One San Pablo Park veteran—UC Berkeley Phi Beta Kappa Elizabeth Gee—related how the South Berkeley community in the 20’s and 30’s was a racial oasis in a desert of discrimination. Gee related how her mother, a Chinese-American, was forced by the U.S. government to give up her United States citizenship when she married Gee’s father, a Chinese national. Gee later had to leave California to marry her own husband—who was white—because California law through World War II prevented marriage between the races—identical to the laws of the Jim Crow segregated South at the time. 

But Gee said none of that mattered in South Berkeley, and particularly at San Pablo Park. 

“I learned to play tennis here,” she said. “So did my brother, at the time when he wasn’t permitted to play at the Berkeley Tennis Club.” 

Another photo presented by Graves during her slide show pictured a young Gee—along with my mother, one of my aunts, and another of my cousins and two other African-American girls—in dance costumes preparing for a San Pablo Park performance. 

Frances Albrier’s son, William Jackson, related how he often ate at the homes of Japanese-American neighbors in the South Berkeley area, learning Japanese customs and language that served him well when visited Japan while working on a merchant ship that ran the trade route between the two countries in the years preceding World War II. 

When many of these South Berkeley Japanese-American neighbors were sent to Utah internment camps during World War II, Albrier’s daughter, Anita Black, told how many of them entrusted their property deeds to Albrier for the duration of the war to keep them from being seized by the government. 

White South Berkeley also residents related how growing up in a diverse neighborhood affected their lives and their racial outlook. Ken Berndt, who appears on the Longfellow Holiday Card, told of bragging to friends that he played with the black California Eagles team, “but they really only let me shag balls.” 

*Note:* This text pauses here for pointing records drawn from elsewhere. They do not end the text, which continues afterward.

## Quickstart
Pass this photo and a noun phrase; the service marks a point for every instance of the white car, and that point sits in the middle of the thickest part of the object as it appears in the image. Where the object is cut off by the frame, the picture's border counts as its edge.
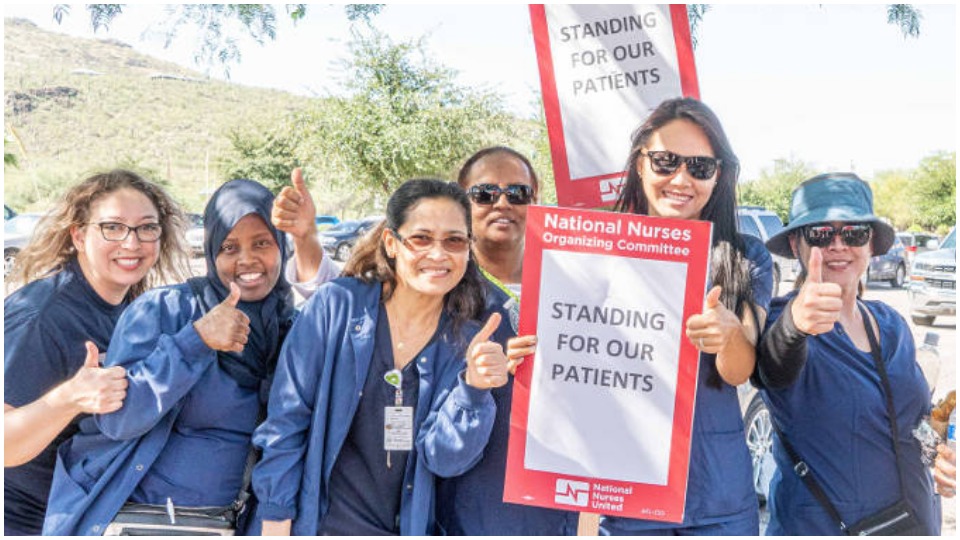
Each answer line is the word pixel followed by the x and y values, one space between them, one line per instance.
pixel 17 232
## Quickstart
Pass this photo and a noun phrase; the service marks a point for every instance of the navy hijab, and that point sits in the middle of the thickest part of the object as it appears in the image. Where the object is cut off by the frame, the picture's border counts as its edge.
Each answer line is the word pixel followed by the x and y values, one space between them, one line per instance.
pixel 271 316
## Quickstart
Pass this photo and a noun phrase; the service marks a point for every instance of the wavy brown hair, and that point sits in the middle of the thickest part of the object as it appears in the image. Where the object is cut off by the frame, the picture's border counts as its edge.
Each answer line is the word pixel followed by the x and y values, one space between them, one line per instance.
pixel 51 247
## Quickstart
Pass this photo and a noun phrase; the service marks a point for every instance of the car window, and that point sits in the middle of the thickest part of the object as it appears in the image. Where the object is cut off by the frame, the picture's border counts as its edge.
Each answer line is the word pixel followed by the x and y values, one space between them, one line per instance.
pixel 748 226
pixel 772 224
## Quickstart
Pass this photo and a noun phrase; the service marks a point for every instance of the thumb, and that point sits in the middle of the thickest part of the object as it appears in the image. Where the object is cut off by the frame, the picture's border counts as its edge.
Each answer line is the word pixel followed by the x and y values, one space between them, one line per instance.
pixel 815 266
pixel 234 297
pixel 93 355
pixel 713 298
pixel 488 329
pixel 298 182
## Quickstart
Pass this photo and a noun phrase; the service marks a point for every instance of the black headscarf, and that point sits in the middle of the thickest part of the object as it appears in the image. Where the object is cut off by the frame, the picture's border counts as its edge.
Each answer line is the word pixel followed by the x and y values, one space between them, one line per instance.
pixel 270 317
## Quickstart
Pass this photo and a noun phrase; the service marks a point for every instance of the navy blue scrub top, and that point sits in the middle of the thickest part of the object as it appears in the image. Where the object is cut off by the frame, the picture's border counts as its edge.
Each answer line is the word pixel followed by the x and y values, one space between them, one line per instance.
pixel 365 493
pixel 45 324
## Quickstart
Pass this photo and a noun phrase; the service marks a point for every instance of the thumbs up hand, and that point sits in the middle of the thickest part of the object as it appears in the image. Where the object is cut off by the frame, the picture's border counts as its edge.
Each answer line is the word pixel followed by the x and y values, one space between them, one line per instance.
pixel 97 390
pixel 293 210
pixel 817 307
pixel 711 330
pixel 486 363
pixel 225 328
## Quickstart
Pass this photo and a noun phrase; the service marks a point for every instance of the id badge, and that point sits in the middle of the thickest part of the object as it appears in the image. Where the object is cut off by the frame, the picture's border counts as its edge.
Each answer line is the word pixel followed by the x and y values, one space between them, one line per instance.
pixel 398 428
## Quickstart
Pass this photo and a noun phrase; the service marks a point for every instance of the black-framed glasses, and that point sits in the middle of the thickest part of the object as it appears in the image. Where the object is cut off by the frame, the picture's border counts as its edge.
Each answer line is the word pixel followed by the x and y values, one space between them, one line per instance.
pixel 518 194
pixel 853 235
pixel 113 231
pixel 666 162
pixel 420 242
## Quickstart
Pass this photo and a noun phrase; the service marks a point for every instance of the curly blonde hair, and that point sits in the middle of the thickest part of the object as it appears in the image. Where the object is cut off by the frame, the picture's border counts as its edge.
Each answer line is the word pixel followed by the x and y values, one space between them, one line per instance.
pixel 51 247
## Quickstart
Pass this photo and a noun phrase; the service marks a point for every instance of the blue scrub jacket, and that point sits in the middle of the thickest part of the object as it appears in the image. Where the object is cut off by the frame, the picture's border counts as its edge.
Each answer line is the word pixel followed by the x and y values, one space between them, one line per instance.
pixel 318 385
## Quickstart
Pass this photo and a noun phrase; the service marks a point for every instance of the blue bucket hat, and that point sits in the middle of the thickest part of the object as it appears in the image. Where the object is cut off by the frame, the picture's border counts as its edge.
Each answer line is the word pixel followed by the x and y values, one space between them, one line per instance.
pixel 832 197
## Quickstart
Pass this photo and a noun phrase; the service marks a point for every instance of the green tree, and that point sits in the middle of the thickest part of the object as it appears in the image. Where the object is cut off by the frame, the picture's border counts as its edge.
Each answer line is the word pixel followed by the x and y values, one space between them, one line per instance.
pixel 220 25
pixel 774 186
pixel 904 16
pixel 894 197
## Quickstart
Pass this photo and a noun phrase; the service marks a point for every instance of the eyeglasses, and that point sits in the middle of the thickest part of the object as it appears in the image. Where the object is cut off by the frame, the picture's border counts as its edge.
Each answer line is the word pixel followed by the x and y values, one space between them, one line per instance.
pixel 854 235
pixel 489 193
pixel 420 242
pixel 118 232
pixel 665 162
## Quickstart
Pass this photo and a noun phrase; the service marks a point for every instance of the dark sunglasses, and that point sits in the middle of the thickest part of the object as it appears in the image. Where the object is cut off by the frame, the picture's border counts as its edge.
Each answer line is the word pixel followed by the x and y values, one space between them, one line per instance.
pixel 665 162
pixel 419 242
pixel 489 193
pixel 854 235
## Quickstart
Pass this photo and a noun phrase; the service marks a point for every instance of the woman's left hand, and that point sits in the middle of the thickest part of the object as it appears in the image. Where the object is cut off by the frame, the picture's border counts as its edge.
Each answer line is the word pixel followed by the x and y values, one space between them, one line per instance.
pixel 486 363
pixel 711 330
pixel 945 471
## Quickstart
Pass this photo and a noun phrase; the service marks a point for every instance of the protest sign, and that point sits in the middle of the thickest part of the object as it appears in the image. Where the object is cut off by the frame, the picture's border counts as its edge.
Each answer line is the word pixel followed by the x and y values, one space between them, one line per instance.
pixel 603 69
pixel 602 414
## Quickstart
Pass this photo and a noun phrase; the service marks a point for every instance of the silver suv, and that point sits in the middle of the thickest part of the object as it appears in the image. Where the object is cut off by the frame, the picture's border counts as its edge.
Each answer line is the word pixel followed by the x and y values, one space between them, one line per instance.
pixel 762 223
pixel 933 282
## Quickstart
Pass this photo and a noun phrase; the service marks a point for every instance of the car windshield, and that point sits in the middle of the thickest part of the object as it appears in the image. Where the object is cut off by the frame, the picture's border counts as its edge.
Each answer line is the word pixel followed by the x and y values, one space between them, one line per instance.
pixel 950 242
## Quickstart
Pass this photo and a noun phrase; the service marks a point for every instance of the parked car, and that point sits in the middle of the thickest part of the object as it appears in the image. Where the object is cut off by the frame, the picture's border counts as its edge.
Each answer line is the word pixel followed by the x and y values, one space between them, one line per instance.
pixel 890 267
pixel 340 239
pixel 762 223
pixel 758 430
pixel 17 232
pixel 325 222
pixel 918 242
pixel 933 282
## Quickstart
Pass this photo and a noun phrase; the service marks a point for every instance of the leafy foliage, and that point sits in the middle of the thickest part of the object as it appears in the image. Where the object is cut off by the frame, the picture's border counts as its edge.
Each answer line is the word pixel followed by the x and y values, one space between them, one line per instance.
pixel 221 26
pixel 906 17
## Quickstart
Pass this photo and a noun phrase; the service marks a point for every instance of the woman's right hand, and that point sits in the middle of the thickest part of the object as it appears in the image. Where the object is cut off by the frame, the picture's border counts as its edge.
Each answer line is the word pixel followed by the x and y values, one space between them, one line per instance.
pixel 225 328
pixel 817 307
pixel 519 348
pixel 97 390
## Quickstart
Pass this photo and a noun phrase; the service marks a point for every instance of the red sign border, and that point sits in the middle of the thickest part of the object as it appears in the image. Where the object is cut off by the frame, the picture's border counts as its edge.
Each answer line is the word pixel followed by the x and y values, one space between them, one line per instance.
pixel 585 192
pixel 537 488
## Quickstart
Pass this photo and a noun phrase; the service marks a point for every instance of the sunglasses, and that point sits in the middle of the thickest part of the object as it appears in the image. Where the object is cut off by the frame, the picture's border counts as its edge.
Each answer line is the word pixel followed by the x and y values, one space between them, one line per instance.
pixel 419 242
pixel 518 194
pixel 664 162
pixel 854 235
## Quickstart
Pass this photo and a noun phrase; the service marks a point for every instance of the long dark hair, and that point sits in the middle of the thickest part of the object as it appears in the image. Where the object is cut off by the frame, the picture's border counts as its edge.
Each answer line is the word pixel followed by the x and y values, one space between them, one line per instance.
pixel 729 266
pixel 370 263
pixel 464 175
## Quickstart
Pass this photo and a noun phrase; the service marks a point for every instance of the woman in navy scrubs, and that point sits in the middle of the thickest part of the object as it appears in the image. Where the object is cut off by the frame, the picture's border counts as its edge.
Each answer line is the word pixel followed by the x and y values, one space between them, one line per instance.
pixel 109 239
pixel 198 357
pixel 819 378
pixel 384 381
pixel 682 166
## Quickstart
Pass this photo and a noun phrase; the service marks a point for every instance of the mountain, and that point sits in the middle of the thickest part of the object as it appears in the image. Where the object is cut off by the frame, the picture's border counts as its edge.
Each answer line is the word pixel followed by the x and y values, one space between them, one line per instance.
pixel 73 106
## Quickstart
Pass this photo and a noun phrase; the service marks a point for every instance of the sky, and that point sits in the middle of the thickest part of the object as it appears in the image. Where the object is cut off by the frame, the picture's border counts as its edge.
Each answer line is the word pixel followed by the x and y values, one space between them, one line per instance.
pixel 832 85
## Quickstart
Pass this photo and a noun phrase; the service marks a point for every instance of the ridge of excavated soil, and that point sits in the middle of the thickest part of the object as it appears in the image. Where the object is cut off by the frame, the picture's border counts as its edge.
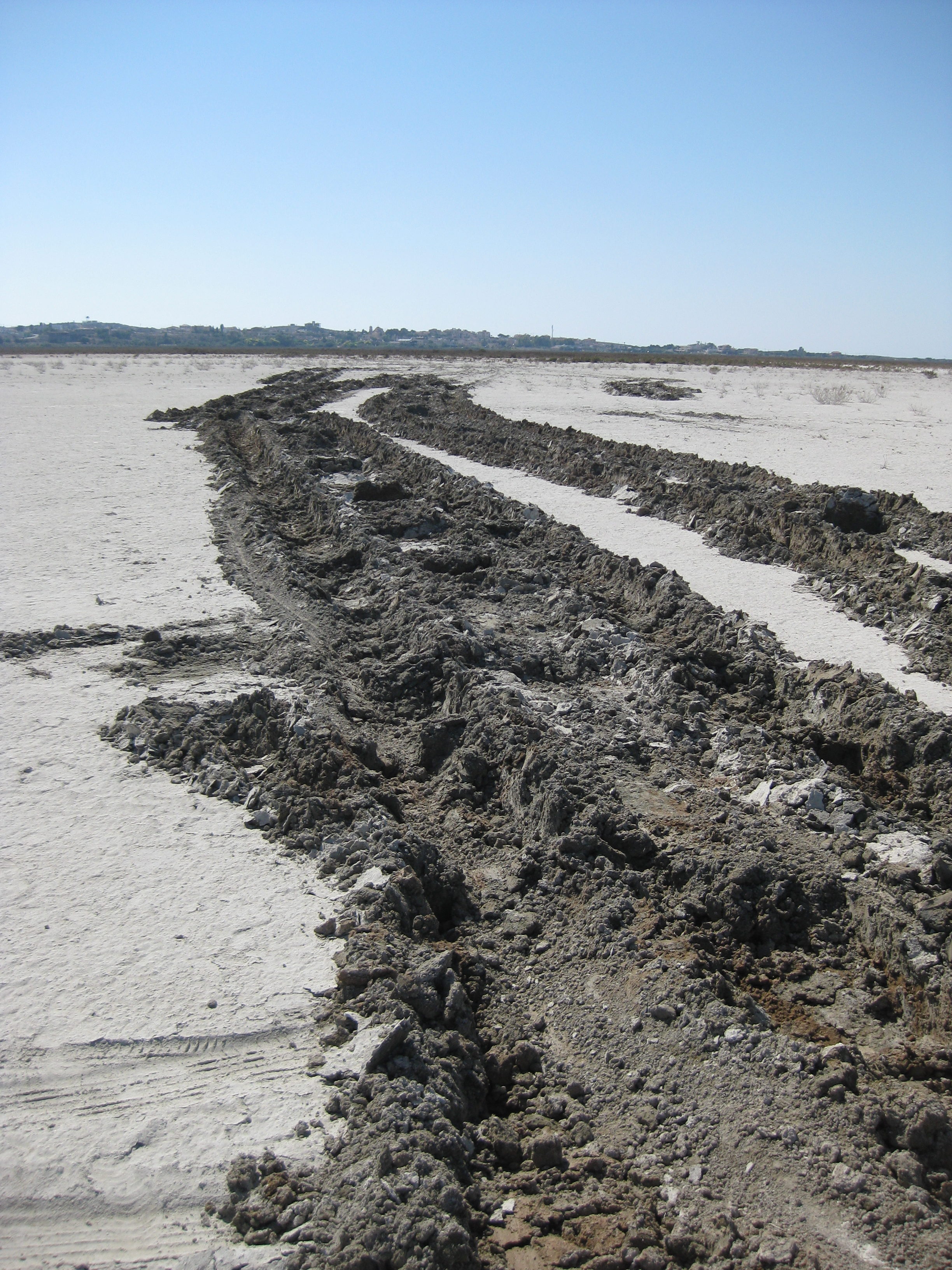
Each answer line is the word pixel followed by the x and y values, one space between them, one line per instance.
pixel 843 540
pixel 654 923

And Graves related the story of South Berkeley’s most famous white native, Johnny Valliotis, whose Greek-American parents owned a grocery store in the San Pablo Park area. Valliotis, an accomplished musician, spent his childhood hanging out with black South Berkeley friends, later changing his name to Johnny Otis and his public identity to African-American, often telling interviewers that he identified more with black than with white. 

In the 1950s, Otis became one of the pioneers of the rock’n’roll and rhythm & blues movement, playing to segregated, all-black audiences around the country with an all-black band, and helped write the original lyrics that later became Elvis Presley’s signature tune, “Hound Dog.” 

Graves said Saturday’s event originally came out of a plan to place a historical tribute plaque to Albrier in front of the Albrier Center. 

“I’m concerned that so many young people come to the center and don’t know who it’s named after, and what she accomplished for the community,” Graves said. “In doing research about Mrs. Albrier, I came to understand the tremendous richness that was present in the surrounding neighborhood during the time she was active.” 

Graves said that Saturday’s event was designed to bring out residents of the San Pablo Park neighborhood during the ‘20s, ‘30s, and the World War II years and videotape their presentations for the Berkeley Historical Society. 

“But there’s presently no money available to do decent, historical videotapes of these people,” she said. “They are all getting older, and we need to get them formally interviewed so that we can preserve their histories and their memories. A lot of Berkeley’s history will be lost, if we don’t hurry.” 

Graves said she is hoping that the City of Berkeley will make individual videotape histories a part of the city’s project for the San Pablo Centennial celebration, which is coming up next year. She said that City Councilmember Darryl Moore, who represents part of South Berkeley and who spoke at Saturday’s gathering, told her he would present that videotape proposal to the City Council.